If I am right so far, I am of opinion that the burden of proof shifted, and that it lay upon the respondents to establish special facts and circumstances from which it might reasonably be inferred, if the arbitrator chose to take that view, that Gordon's conduct in entering the heading in search of nails instead of fetching them from the Jig Brae placed him outside the course of his employment for the time being. To this suggestion the arbitrator himself supplied a sufficient answer when he stated that “so far as one can surmise” Gordon's presence in the heading was due to his having not heard or having misunderstood what a miner called Lessels said to him in answer to his inquiry for brattice nails. There remains, of course, the important fact that in entering a closed heading the deceased man contravened an express statutory prohibition. The case of Conway ( 1911 S.C. 660, 48 S.L.R. 632), however, meets this point by deciding that a statutory prohibition substantially identical with Rule 9 in the present case did not limit the sphere of the employment, but merely regulated the way in which the workman should conduct himself in the course of his employment. The same reasoning applies to the other rule (4) cited in paragraph 13 of the stated case. It was maintained that Conway's case was no longer law in respect that it could not be reconciled with later decisions of the House of Lords. In the latest of these, however ( Bourton v. Beauchamp, 1920, 13 B.W.C.C. 70), Conway's case was referred to by Lord Cave without any expression of disapproval. It was also expressly approved of in the recent case of Moore & Company v. Donnelly ( 57 S.L.R. 380) in this Division.

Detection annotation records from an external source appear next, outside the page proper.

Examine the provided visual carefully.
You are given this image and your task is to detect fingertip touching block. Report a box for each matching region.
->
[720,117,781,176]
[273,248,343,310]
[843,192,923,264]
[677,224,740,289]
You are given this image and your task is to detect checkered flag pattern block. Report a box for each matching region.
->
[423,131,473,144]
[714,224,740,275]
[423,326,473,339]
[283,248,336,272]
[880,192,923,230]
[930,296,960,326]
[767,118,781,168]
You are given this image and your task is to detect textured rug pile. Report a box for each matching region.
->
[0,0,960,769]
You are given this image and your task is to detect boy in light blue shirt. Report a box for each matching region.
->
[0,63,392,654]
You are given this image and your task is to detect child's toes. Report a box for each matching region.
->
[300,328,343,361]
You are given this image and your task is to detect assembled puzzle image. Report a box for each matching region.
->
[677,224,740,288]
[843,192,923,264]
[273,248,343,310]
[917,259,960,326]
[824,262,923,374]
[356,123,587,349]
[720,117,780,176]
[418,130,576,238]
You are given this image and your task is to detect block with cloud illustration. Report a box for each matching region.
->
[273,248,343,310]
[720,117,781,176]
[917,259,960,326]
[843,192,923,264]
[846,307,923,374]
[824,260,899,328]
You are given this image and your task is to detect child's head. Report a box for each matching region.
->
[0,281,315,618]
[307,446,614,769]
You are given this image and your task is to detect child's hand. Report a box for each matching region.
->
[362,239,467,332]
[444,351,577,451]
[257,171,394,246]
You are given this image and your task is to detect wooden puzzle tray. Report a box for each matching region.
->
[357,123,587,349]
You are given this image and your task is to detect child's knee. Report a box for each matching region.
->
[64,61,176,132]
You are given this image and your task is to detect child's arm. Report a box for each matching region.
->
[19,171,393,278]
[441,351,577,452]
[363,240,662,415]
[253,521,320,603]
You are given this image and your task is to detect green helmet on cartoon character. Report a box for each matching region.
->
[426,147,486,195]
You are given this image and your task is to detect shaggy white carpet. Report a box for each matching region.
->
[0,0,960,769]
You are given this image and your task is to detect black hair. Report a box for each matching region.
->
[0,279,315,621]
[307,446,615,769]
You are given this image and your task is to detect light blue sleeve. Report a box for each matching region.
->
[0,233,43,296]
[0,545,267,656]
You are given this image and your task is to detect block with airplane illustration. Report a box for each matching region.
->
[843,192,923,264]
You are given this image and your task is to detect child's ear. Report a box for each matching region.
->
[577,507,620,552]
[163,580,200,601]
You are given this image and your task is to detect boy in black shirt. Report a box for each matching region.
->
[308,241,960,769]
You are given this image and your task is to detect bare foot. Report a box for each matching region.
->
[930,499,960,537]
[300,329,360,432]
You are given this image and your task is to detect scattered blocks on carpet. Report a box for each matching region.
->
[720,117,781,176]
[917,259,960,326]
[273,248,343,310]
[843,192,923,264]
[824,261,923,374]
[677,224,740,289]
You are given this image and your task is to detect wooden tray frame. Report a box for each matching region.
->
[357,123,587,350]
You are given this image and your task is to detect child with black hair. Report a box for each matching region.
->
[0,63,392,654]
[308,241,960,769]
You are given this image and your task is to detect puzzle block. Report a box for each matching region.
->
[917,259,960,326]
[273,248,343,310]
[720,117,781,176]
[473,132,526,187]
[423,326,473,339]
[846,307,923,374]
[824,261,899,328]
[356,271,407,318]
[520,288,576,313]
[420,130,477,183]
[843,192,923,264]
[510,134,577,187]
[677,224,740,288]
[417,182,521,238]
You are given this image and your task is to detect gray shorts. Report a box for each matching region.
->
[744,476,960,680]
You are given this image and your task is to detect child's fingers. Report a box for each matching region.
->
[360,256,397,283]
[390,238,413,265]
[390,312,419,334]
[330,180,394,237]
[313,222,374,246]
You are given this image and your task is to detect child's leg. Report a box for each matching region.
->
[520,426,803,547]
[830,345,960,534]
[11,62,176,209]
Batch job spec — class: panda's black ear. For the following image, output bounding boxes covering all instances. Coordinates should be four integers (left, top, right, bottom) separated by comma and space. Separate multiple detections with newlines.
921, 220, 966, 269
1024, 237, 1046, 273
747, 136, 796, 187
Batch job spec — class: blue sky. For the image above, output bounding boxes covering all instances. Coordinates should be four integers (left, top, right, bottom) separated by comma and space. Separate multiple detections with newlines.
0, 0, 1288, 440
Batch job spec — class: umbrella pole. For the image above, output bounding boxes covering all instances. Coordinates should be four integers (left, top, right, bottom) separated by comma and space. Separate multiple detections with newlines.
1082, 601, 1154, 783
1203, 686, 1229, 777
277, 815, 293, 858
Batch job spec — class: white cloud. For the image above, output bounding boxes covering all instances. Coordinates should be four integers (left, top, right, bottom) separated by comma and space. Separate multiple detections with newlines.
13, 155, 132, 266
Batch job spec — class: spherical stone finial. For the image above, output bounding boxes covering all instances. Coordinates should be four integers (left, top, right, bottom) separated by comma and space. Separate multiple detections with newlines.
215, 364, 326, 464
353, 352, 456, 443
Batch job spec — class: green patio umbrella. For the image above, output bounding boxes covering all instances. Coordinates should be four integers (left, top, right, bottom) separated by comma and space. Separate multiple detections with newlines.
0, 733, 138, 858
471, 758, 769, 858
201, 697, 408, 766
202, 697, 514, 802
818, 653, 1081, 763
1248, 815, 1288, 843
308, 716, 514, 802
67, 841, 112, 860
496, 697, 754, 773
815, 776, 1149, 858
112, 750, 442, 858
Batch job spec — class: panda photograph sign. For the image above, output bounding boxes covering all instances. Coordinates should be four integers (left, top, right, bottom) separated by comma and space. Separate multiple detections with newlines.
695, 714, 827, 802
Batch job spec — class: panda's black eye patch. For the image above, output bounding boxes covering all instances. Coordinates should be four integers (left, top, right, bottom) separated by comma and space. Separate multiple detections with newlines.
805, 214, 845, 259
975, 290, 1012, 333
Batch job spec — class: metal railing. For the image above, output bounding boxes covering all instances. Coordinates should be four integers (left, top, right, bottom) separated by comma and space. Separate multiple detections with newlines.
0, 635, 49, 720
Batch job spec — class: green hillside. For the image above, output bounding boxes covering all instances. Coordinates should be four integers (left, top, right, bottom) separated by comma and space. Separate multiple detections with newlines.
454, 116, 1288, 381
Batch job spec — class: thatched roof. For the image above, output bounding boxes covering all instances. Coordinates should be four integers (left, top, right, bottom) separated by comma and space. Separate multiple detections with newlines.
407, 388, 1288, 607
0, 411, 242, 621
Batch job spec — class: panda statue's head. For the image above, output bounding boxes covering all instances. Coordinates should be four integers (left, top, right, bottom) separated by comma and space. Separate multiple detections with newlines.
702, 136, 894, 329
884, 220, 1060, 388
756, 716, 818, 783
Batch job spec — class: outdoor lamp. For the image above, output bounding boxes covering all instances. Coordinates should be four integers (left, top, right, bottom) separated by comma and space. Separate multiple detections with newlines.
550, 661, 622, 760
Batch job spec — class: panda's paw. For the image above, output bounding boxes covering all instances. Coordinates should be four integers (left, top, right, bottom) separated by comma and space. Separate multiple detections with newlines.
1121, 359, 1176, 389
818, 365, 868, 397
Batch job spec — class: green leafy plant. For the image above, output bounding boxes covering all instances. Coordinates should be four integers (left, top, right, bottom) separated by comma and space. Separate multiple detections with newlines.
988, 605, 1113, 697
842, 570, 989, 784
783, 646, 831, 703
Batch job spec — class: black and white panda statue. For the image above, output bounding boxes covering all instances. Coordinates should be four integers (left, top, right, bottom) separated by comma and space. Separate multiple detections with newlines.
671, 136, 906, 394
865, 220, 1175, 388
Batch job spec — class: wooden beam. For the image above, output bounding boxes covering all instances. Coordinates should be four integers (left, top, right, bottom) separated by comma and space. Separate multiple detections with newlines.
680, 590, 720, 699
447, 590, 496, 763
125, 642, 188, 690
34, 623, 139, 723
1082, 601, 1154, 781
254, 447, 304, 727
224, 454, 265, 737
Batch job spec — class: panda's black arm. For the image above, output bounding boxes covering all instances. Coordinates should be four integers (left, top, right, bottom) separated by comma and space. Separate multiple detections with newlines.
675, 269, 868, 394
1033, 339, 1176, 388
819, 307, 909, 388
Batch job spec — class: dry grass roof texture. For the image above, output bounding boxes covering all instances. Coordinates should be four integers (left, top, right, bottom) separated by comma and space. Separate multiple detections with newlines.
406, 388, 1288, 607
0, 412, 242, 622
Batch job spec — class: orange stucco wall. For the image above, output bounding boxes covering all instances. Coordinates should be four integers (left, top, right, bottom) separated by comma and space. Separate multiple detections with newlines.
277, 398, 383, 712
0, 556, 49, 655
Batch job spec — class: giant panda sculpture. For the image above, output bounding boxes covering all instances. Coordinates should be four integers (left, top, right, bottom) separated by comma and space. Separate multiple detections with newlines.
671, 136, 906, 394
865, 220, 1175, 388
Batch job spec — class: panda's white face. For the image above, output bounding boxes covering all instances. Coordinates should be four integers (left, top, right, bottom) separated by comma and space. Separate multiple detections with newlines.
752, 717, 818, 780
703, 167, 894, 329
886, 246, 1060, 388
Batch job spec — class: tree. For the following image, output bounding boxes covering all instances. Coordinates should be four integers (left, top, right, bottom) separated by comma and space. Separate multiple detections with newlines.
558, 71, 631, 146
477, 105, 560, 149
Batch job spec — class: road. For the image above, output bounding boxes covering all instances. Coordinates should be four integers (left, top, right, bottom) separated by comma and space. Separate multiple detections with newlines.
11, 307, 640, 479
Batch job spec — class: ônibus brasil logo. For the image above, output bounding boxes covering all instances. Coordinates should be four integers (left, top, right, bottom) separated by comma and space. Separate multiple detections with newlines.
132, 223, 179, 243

For these reasons I am of opinion that the question of law should be answered in the negative.
With regard to the effect of his said breach of the regulations, I am unable to distinguish the present case from the case of Conway 1911 S.C. 660, 48 S.L.R., 632, to which your Lordships have referred. The distinction on which the arbitrator proceeds does not appear to me to be a material one. I am accordingly of opinion that the question submitted in the Stated Case should be answered in the negative.
The Court answered the question of law in the negative.
Counsel for the Appellants— The Dean of Faculty (Constable, K.C.)— Scott. Agents— Alex. Macbeth & Company, S.S.C.
Counsel for the Respondents—The Solicitor-General ( Murray, K.C.)— R. M. Mitchell. Agents— Wallace & Begg, W.S.